Our research found that integrating a broader and more cost-effective mix of credits, beyond expensive engineered solutions like Direct Air Capture to lower-cost but impactful options like reforestation, could reduce the cost of meeting the EU’s 2040 climate target by up to €37bn per year. This figure is hugely significant — it’s equivalent to around 20% of the EU’s annual budget. At a time of fiscal pressure and growing electoral resistance to climate policy, the so-called “greenlash”, cost-effectiveness is central to long-term political stability.
But short-term savings cannot come at the expense of long-term trust. The experience of the voluntary carbon market over the past few years has demonstrated how quickly confidence can be eroded when integrity is called into question. Once public trust in climate claims is lost, market recovery can take years. This is why the CRCF’s credibility must be prioritised from the outset.
Although the CRCF represents a strong foundation, it needs strengthening if it is going to actually work. Some methodologies accepted under the CRCF are highly dependent on what happens on a project level. For example, on biochar, only waste and residue biomass is allowed to be used for the primary product biochar. But the definition of what “waste” is, is notoriously difficult to pin down, and could change over time as new biomass markets emerge. Without robust safeguards at a project level, there is a genuine risk of methodologies over- or under-stating actual climate impact.
A further challenge is that the role of the CRCF within the wider EU climate framework remains ill-defined. It is not clear how CRCF-certified removals will contribute towards EU climate targets, which currently allow up to 5% to be met through carbon removals. Nor is there clarity on whether, or how, the CRCF might interact with the EU Emissions Trading System, or with international emissions trading under Article 6. These decisions need to be made quickly to provide sufficient clarity to investors to unlock the capital required to scale removal solutions.
Amidst these challenges, independent, risk-based carbon ratings will be essential to complement the regulation. Ratings provide a way to move beyond minimum eligibility criteria set out in the CRCF and assess whether credits from individual projects reflect real-world impact. In the voluntary market, the positive correlation that has emerged between ratings and prices has fundamentally shifted the economic incentives developers face, replacing the race to the bottom with a race to the top on environmental outcomes.
Despite the CRCF’s shortcomings, one broader truth is clear: EU leadership on net zero remains globally significant, particularly at a moment when other major economies are scaling back or delaying climate commitments. Europe is increasingly an outlier, pushing ahead with market-based approaches to decarbonisation while others hesitate or roll back.

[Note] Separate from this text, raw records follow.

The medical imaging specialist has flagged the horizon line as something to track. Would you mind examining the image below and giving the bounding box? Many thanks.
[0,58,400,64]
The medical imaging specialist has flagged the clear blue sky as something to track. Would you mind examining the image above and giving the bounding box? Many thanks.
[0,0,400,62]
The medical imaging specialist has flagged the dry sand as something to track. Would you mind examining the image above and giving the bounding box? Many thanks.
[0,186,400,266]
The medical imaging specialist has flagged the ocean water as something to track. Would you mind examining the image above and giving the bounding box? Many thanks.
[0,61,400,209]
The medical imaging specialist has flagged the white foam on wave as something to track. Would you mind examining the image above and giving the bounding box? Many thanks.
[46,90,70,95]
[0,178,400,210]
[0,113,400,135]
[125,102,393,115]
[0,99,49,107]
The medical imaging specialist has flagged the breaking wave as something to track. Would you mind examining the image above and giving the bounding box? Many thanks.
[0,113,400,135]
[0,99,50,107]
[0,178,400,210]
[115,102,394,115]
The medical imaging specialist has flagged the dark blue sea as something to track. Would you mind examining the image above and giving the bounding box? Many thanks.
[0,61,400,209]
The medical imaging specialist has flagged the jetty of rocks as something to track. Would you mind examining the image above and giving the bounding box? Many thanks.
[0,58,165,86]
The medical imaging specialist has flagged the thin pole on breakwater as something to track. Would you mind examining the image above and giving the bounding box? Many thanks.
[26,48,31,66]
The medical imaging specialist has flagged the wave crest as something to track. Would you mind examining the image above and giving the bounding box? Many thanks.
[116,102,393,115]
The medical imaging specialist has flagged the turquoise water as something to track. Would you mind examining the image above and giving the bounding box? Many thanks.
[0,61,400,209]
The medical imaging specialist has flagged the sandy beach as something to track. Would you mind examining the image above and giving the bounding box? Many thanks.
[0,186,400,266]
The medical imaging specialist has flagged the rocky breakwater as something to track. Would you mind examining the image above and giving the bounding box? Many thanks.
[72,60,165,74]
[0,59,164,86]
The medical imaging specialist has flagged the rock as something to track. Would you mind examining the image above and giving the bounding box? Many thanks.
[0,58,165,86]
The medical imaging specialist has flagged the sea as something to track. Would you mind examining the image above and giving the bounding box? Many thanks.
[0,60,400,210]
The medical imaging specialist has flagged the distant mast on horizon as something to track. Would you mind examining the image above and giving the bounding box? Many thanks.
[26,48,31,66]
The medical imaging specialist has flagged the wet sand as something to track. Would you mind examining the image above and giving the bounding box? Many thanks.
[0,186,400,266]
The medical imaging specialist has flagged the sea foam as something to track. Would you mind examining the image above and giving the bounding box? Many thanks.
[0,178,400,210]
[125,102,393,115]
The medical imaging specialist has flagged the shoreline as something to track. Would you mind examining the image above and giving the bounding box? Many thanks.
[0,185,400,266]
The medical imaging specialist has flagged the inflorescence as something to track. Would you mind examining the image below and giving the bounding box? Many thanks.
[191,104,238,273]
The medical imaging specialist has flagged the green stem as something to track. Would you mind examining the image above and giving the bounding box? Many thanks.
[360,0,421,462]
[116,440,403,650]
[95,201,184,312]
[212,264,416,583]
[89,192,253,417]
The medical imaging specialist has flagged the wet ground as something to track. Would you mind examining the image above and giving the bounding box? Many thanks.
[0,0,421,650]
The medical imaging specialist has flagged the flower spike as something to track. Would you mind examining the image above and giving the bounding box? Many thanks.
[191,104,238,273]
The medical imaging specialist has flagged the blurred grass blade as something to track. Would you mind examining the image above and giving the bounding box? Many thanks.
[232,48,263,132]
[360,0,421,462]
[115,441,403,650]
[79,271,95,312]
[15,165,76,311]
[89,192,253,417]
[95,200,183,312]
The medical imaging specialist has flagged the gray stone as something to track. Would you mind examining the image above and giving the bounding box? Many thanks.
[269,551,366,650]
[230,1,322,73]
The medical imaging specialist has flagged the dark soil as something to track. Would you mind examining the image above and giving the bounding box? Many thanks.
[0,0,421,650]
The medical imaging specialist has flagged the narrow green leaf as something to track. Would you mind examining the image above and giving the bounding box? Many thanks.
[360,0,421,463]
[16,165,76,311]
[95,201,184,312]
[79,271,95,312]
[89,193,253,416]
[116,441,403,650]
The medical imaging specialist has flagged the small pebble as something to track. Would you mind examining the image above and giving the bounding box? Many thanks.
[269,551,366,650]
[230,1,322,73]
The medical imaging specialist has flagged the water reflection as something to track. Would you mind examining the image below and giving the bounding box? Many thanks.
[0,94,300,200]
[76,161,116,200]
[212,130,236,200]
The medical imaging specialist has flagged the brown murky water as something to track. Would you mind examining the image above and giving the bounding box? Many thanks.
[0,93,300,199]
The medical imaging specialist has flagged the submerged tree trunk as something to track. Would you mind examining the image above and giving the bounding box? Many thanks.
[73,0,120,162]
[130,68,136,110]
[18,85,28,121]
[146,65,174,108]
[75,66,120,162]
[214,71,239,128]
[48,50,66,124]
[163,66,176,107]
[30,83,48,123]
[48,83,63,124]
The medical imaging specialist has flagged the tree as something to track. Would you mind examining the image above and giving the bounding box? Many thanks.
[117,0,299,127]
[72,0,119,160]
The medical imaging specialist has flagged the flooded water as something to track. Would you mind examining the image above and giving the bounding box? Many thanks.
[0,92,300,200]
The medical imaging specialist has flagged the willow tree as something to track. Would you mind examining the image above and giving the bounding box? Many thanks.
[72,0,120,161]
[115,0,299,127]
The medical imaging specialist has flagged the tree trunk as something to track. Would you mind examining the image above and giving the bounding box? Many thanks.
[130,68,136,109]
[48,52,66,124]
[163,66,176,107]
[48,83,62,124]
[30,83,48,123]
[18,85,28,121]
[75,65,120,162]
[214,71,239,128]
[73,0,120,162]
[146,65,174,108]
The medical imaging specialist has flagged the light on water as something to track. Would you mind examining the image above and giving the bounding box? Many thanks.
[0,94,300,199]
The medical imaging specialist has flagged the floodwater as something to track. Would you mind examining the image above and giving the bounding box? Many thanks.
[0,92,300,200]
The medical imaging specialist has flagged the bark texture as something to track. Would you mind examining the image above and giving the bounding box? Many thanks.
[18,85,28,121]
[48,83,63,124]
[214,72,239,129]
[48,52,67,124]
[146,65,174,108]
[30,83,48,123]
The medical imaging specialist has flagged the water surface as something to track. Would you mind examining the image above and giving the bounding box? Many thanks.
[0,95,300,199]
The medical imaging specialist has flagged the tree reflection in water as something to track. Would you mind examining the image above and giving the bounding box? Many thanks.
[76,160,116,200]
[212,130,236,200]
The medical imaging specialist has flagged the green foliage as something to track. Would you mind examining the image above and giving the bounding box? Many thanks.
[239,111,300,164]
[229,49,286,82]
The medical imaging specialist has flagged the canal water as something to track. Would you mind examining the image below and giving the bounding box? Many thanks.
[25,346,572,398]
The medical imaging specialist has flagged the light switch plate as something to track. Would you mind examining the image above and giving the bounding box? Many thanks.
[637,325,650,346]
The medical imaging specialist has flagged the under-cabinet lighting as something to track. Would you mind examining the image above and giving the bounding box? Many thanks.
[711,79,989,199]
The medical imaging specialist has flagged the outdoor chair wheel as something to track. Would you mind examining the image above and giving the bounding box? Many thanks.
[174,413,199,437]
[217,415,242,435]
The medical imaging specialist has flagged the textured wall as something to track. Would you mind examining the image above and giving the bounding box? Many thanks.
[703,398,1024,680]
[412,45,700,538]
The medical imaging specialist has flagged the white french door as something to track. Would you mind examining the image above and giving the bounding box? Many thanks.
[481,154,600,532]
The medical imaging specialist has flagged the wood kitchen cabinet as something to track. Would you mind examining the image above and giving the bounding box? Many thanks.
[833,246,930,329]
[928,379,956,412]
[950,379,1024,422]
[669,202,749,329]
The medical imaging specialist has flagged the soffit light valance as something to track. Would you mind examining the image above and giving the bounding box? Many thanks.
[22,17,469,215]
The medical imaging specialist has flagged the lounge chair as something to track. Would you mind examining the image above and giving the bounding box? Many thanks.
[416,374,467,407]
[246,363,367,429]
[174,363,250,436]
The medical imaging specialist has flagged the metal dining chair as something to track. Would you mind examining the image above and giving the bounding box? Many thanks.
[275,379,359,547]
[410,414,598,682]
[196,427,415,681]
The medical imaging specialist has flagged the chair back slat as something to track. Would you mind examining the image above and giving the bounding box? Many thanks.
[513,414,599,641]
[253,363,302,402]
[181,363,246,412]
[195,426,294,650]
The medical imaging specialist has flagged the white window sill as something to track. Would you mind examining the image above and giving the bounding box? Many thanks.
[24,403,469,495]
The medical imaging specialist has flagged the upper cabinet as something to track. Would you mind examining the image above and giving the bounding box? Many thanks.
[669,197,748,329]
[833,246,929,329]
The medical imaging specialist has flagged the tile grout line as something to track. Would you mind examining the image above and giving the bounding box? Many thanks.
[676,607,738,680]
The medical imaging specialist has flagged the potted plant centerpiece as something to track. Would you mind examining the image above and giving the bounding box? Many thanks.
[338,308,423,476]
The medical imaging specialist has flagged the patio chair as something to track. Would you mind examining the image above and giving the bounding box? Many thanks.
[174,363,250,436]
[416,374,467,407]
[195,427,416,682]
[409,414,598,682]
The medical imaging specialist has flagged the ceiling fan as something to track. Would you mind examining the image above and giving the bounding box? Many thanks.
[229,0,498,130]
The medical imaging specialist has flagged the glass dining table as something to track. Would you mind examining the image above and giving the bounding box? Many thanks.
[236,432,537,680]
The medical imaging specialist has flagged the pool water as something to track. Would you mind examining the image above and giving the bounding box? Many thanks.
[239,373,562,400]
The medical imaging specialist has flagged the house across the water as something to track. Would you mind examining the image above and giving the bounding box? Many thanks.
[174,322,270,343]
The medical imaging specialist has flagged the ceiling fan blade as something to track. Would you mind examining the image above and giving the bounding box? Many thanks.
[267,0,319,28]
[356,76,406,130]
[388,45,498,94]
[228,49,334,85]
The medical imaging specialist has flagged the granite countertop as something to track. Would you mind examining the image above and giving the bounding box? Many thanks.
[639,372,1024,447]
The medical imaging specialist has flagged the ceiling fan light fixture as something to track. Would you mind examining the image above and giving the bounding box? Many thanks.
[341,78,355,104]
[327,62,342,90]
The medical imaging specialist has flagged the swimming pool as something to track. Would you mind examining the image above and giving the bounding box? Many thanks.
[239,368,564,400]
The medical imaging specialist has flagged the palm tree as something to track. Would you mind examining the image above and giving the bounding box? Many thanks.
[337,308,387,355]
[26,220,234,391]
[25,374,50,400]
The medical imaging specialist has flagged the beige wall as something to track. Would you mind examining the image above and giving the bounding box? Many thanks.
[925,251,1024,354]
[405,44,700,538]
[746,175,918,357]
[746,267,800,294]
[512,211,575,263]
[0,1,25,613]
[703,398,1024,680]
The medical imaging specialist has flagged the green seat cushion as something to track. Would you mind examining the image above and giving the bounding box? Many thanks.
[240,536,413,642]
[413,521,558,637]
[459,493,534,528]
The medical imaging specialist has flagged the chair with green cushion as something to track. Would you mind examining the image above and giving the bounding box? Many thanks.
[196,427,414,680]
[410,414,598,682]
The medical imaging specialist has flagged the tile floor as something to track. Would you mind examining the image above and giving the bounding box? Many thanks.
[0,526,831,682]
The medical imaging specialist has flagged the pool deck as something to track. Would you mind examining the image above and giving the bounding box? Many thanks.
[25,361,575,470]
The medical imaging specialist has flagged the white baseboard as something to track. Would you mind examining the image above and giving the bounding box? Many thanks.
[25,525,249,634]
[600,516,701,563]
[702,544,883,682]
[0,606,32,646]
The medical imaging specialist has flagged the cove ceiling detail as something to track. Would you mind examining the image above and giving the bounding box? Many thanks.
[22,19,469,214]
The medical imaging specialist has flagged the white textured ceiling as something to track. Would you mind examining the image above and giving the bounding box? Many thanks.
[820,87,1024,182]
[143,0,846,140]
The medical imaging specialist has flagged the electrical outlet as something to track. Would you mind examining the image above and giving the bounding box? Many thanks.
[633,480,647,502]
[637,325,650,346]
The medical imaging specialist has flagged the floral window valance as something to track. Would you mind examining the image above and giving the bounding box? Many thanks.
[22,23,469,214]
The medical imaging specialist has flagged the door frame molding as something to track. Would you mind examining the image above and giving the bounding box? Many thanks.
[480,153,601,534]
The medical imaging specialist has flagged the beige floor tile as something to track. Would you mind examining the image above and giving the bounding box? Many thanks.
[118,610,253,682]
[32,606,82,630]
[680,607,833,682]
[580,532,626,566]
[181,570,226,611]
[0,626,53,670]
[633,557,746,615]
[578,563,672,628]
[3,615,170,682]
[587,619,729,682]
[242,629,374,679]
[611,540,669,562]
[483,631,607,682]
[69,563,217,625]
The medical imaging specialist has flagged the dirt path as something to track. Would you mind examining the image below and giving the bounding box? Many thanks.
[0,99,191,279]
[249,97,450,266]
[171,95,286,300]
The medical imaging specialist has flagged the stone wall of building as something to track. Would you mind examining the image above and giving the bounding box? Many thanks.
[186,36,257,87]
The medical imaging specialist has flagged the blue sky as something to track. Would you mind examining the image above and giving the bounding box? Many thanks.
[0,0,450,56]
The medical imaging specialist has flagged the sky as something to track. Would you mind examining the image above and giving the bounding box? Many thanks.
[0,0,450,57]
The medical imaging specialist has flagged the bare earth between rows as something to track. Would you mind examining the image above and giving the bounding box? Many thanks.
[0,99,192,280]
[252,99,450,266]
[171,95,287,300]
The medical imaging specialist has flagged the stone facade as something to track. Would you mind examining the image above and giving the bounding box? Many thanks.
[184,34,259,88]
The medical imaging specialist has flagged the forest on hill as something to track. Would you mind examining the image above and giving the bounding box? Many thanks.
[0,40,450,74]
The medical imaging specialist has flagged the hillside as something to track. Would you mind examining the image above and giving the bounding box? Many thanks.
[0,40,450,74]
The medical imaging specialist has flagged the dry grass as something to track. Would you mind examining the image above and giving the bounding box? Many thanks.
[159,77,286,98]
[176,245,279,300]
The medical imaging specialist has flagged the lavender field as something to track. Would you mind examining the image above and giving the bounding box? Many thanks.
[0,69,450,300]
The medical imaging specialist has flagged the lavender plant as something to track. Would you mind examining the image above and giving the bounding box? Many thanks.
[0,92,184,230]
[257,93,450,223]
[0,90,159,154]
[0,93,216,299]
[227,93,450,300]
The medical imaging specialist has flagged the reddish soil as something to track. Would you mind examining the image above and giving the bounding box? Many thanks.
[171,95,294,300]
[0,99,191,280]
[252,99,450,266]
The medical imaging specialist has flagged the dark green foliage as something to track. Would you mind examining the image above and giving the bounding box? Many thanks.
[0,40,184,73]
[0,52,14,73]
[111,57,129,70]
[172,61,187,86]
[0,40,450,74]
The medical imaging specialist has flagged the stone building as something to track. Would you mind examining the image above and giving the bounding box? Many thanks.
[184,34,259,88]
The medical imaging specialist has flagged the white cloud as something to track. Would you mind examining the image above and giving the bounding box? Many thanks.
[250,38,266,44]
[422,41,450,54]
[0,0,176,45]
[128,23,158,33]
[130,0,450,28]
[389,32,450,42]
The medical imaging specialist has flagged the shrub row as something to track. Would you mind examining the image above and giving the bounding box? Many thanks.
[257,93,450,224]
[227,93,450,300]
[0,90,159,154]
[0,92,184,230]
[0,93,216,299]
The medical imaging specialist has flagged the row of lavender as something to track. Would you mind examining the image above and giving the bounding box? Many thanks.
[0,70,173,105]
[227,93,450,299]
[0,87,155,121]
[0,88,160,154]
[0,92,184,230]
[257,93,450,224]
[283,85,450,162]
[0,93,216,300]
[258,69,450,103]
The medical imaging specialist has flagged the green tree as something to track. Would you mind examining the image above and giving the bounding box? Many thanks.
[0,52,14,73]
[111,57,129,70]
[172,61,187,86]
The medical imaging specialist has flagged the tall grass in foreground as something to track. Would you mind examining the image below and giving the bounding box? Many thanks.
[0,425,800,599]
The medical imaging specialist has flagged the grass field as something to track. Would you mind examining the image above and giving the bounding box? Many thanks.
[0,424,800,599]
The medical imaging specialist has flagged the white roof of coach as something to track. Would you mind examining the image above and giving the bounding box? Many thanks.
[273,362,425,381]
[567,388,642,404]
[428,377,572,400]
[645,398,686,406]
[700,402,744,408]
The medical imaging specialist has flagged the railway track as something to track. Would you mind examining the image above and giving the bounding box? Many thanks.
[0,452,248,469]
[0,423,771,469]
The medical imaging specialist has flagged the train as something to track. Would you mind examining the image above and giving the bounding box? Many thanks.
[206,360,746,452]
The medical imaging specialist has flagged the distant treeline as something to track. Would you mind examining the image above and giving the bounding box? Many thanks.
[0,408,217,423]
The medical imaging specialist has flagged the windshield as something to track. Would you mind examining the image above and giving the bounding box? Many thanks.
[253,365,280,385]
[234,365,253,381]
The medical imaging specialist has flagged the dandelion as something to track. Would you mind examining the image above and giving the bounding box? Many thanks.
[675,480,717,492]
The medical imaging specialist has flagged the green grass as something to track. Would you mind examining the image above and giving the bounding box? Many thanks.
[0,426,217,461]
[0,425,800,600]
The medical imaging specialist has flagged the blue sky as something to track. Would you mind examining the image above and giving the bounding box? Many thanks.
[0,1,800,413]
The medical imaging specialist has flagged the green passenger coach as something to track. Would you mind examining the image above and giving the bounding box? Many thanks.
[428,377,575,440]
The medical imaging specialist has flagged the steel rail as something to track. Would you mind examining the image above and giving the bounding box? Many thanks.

Maintaining the political mandate for ongoing climate leadership will require European governments to show that climate policy can be delivered in a way that is both economically credible and consistent with broader priorities such as industrial competitiveness. A careful, evidence-led approach to the CRCF, which includes risk-based ratings, is an investment in the future credibility of carbon markets and the long-term viability of net zero itself.